На следующее утро мы отправились в Уаиламепу с Кеннетом и Кингом Джорджем. Мотор работал превосходно, и через два часа наша лодка подошла к устью Како. Еще пятнадцать минут вверх по Како, и мы заметили, что тропа, тянувшаяся вдоль берега, свернула в лес. На низком сыром берегу лежало несколько лодок. Заглушив мотор, мы выгрузили вещи и направились к деревне.

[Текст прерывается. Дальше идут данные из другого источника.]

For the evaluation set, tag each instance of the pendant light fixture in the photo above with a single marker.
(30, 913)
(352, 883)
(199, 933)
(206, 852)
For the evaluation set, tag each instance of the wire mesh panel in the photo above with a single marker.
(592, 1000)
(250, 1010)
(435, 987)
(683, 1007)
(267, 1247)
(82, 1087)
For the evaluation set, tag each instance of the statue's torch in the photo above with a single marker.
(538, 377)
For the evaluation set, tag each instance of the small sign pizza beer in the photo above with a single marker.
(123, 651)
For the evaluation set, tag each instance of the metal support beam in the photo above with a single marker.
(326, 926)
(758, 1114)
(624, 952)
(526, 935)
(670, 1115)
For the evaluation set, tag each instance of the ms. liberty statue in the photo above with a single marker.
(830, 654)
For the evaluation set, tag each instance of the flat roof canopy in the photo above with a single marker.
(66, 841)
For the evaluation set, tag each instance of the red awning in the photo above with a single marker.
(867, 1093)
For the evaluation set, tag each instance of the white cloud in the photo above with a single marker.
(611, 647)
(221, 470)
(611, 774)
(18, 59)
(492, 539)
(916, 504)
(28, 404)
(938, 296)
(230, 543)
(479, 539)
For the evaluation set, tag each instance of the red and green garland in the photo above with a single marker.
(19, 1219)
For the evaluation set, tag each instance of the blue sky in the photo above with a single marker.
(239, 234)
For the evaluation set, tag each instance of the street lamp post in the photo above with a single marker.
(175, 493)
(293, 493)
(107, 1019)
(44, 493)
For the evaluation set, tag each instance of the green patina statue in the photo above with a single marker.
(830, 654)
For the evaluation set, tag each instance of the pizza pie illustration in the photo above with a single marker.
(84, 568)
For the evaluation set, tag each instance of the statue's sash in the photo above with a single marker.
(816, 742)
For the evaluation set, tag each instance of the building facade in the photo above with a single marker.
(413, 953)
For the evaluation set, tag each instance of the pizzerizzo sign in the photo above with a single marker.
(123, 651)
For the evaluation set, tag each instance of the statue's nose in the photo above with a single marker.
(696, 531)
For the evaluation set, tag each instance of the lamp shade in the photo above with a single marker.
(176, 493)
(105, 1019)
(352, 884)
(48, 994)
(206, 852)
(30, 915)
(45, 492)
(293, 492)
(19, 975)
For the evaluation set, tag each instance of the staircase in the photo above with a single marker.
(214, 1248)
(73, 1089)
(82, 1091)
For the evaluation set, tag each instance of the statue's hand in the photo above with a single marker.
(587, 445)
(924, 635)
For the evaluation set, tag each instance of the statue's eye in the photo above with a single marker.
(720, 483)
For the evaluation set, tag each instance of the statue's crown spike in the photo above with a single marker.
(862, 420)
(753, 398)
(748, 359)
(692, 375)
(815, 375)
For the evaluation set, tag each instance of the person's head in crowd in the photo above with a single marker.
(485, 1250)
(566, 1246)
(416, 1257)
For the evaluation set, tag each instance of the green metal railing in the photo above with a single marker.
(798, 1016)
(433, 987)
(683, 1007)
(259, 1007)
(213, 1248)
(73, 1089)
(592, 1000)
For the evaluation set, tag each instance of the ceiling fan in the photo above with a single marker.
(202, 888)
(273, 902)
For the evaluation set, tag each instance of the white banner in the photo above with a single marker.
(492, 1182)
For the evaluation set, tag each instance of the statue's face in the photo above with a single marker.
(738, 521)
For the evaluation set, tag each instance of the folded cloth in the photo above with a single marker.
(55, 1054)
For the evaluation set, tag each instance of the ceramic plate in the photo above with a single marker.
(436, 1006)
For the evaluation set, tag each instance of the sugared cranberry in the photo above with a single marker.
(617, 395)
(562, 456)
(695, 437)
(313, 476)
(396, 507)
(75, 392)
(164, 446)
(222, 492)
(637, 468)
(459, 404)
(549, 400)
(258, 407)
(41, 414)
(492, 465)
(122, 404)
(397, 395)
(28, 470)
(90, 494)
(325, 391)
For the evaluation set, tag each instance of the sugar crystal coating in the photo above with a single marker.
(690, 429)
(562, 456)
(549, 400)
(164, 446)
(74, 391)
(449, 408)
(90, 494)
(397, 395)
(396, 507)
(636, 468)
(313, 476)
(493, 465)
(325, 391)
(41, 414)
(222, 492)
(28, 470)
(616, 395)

Деревня представляла собой восемь островерхих, крытых пальмовыми листьями хижин, в беспорядке разбросанных по песчаной поляне. Пол и стены хижин были сделаны из древесной коры. Женщины, на которых были либо замызганные хлопчатобумажные платья европейского покроя, либо не было ничего, кроме традиционных передников, расшитых бусами, разглядывали нас, стоя на пороге своих жилищ. Худосочные цыплята и шелудивые псы то скрывались в хижинах, то выходили наружу, а из-под ног у нас стремглав разбегались крошечные ящерицы.
Кеннет подвел нас к приветливому старику, сидевшему на залитом солнечным светом пороге своего дома. На нем не было ничего, кроме ветхих шортов, которые когда-то были цвета хаки, а теперь представляли собой сплошную заплату.
— Это вождь,— сказал Кеннет и представил нас. Вождь по-английски не говорил, но с помощью Кеннета приветствовал нас и пригласил расположиться в заброшенной хижине на дальнем конце деревни. Когда сюда наведывался миссионер, эта хижина служила церковью. Кинг Джордж тем временем организовал деревенских мальчишек, и те перетащили к церкви весь наш багаж.
Вместе с Кеннетом и Кингом Джорджем мы спустились к реке. Кеннет некоторое время повоевал с мотором, тот, в конце концов, завелся, и лодка рванулась от берега.
— Я возвращаться одна неделя потом! — прокричал Кеннет сквозь рев мотора и скрылся за поворотом.
Почти весь день ушел у нас на распаковку, разбор снаряжения и устройство маленькой кухни возле хижины. Закончив дела, мы отправились бродить по деревне, стараясь не проявлять чрезмерного любопытства: сначала, вероятно, надо было познакомиться с ее обитателями, а потом уже заглядывать в хижины и фотографировать. Во время прогулки мы завели знакомство с Кларенсом, веселым парнем лет двадцати с небольшим. Устроившись в гамаке, Кларенс был поглощен плетением какой-то корзины. Он приветствовал нас с искренним радушием, но дал понять, что в настоящий момент слишком занят и может позволить себе перекинуться с нами лишь парой слов.
К вечеру мы вернулись в свою церковь и стали обдумывать планы на ужин.
В дверях появился Кларенс.
— Спокойной ноти,— сказал он с широкой улыбкой.
— Спокойной ночи,— отвечали мы, уже информированные, что так здесь обычно приветствуют по вечерам.
— Я несу вам эти стуки,— сообщил он, кладя на пол три больших ананаса. Затем он уселся на пол, удобно прислонившись к косяку.